Hey all -
Long time lurker, first time poster, 34 years old, N with C, N first surfaced circa mid-2010. But enough about me.
I was curious if anybody more science-y than me had any thoughts or insight into two fairly notable (pre-discovery of Orexin/Hypocretin deficiency as the hallmark of N) studies performed using the amino acid supplement L-Tyrosine as a treatment for N.
The first, conducted in 1988, was run by a French doctor named Jacques Mouret. He conducted a 6-month trial with narcoleptic patients supplementing with L-Tyrosine and reported that they universally experienced a remission of symptoms after 6 months. It was published in The Lancet, and it made the New York Times:
http://www.thelancet...e/PIIS0140-6736(88)90935-X/abstract
Abstract:
8 patients with narcolepsy were treated with oral tyrosine. Within six months all were free from daytime sleep attacks and cataplexy (Dr. Mouret states in the Times article linked below that the findings were confirmed in 23 add'l patients):
http://www.nytimes.c...p-disorder.html
Sounds too good to be true, right? Of course it does. The above trial was also not double-blind, placebo controlled.
A year later, some dudes and dudettes in the Dept. of Neurology at King's College Hospital in London led by one Dr. RD Elwes released what is (I am presuming) a "rebuttal study": Double-blind, placebo-controlled, 4 weeks in duration, supplementing L-Tyrosine to determine efficacy against N with C. Its findings were completely the opposite of the Mouret study:
http://www.ncbi.nlm..../pubmed/2572797
Abstract:
A randomised, double-blind, placebo-controlled study of L-tyrosine was done in ten subjects with narcolepsy and cataplexy. Of twenty-eight visual analogue scales rating mood and arousal, the subjects' ratings in the tyrosine treatment (9 g daily) and placebo periods differed significantly for only three (less tired, less drowsy, more alert). Ratings of daytime drowsiness, cataplexy, sleep paralysis, night-time sleep, overall clinical response, and measurements of multiple sleep latency and tests of speed and attention did not differ significantly between tyrosine and placebo periods. Dietary supplementation with tyrosine 9 g daily for 4 weeks seems to have a mild stimulant action on the central nervous system but this effect is not clinically significant in the treatment of the narcoleptic syndrome.
My thoughts, questions and comments:
- Has anybody tried supplementing Tyrosine on a long-term basis as a treatment for N? The duration differences in the study (1 month vs. 6) are notable. There is a lack of any other information aside from these studies, at least that I can find, on the Internet.
- Tyrosine is a precursor to dopamine, epinephrine, norepinephrine. Presumably, supplementing Tyrosine would maximize dopamine levels in the brain. Dopamine agonists (e.g. amphetamine) have long been used as a treatment for N. This blog post has some interesting thoughts on the subject.
- I don't know the dosage used in the 6-month study, but the 4-week study used 9g a day (about 100 mg/kg for a 200-lb person). That's a lot! It is pretty cheap though (500g powder is ~$25 on Amazon).
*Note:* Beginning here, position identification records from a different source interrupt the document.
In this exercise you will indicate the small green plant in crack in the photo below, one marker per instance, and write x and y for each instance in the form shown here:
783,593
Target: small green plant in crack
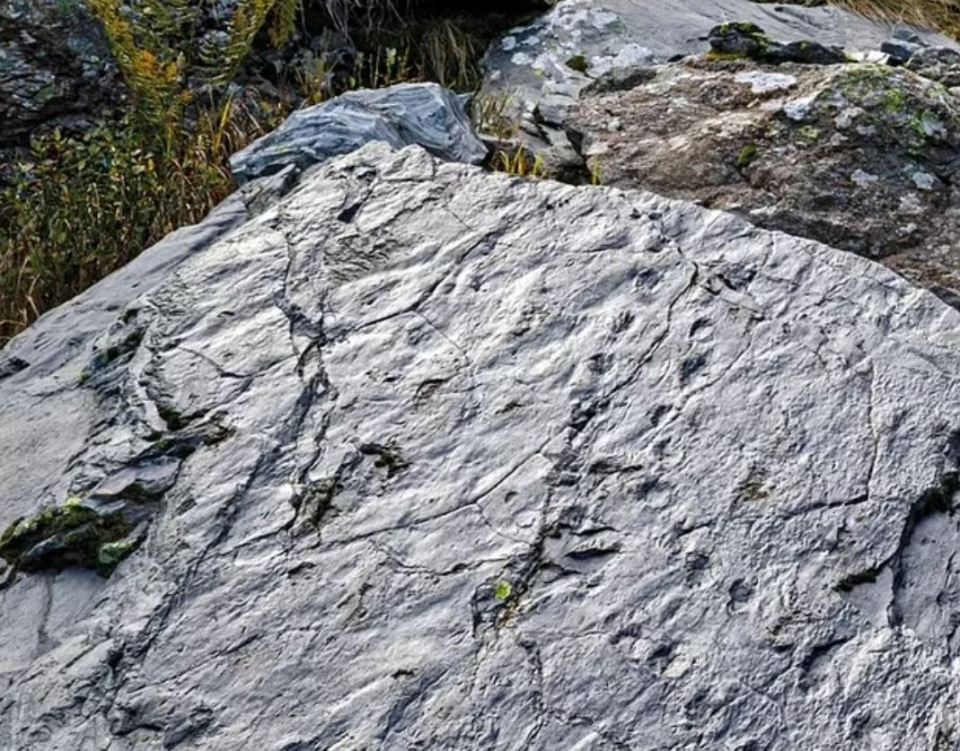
386,457
174,420
317,500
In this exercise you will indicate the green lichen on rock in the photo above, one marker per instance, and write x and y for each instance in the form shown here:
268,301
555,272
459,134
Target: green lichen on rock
579,63
746,156
74,534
- It's kind of mind-boggling to have a study like the first one and then a lack of subsequent evidence aside from the contrary study released one year later. While I doubt there is an island of cured formerly-sleepy French people chugging 10 grams of amino acids a day, it seems weird that this just kind of fell off.
- There's not really any evidence of negative sides from long-term Tyrosine supplementation, aside from it being contraindicated for use alongside MAOIs (what isn't?) and hyperthyroidism (Tyrosine has been used successfully as an alternative to synthroid and other thyroid hormone supplements because it increases the body's production of thyroid hormone).
- There is lots of anecdotal evidence on the web of Tyrosine being used successfully to promote alertness in non-N people (Google for more).
- The US military has successfully tested Tyrosine to promote alertness for soldiers in sleep-deprived and stressful situations on a short-term basis (there is another, better paper on this that I can't seem to find at the moment).
- Many people believe that prolonged Tyrosine supplementation is not beneficial because of the body's rate-limiter for conversion of the amino acid into neurotransmitter goodies , which is the tyrosine hydroxylase enzyme. However, several things have been found to increase the body's production of TH, including nicotine and sleep deprivation (and cocaine, LOL).
- There are also lots of reports on Tyrosine supplementation potentiating the effects of dopamine agonists - see this Erowid report on Tyrosine and Adderall (Google for more). Presumably this is the body "restocking" dopamine? Be careful if you take Tyrosine alongside stimulants (and possibly get more out of the stimulants you are using).
I figured if anybody would know more about this, it would be here. I have been researching alternatives, because *vigils don't work well for me at all. I am gluten-free and I find that on a daily basis the biggest contributor to my EDS is my carbohydrate intake. Ironically, I, like many others with N, find myself craving simple carbs like a maniac when I wake up from naps. Oh, what a curse we have.
Thanks for reading this far. Thoughts appreciated.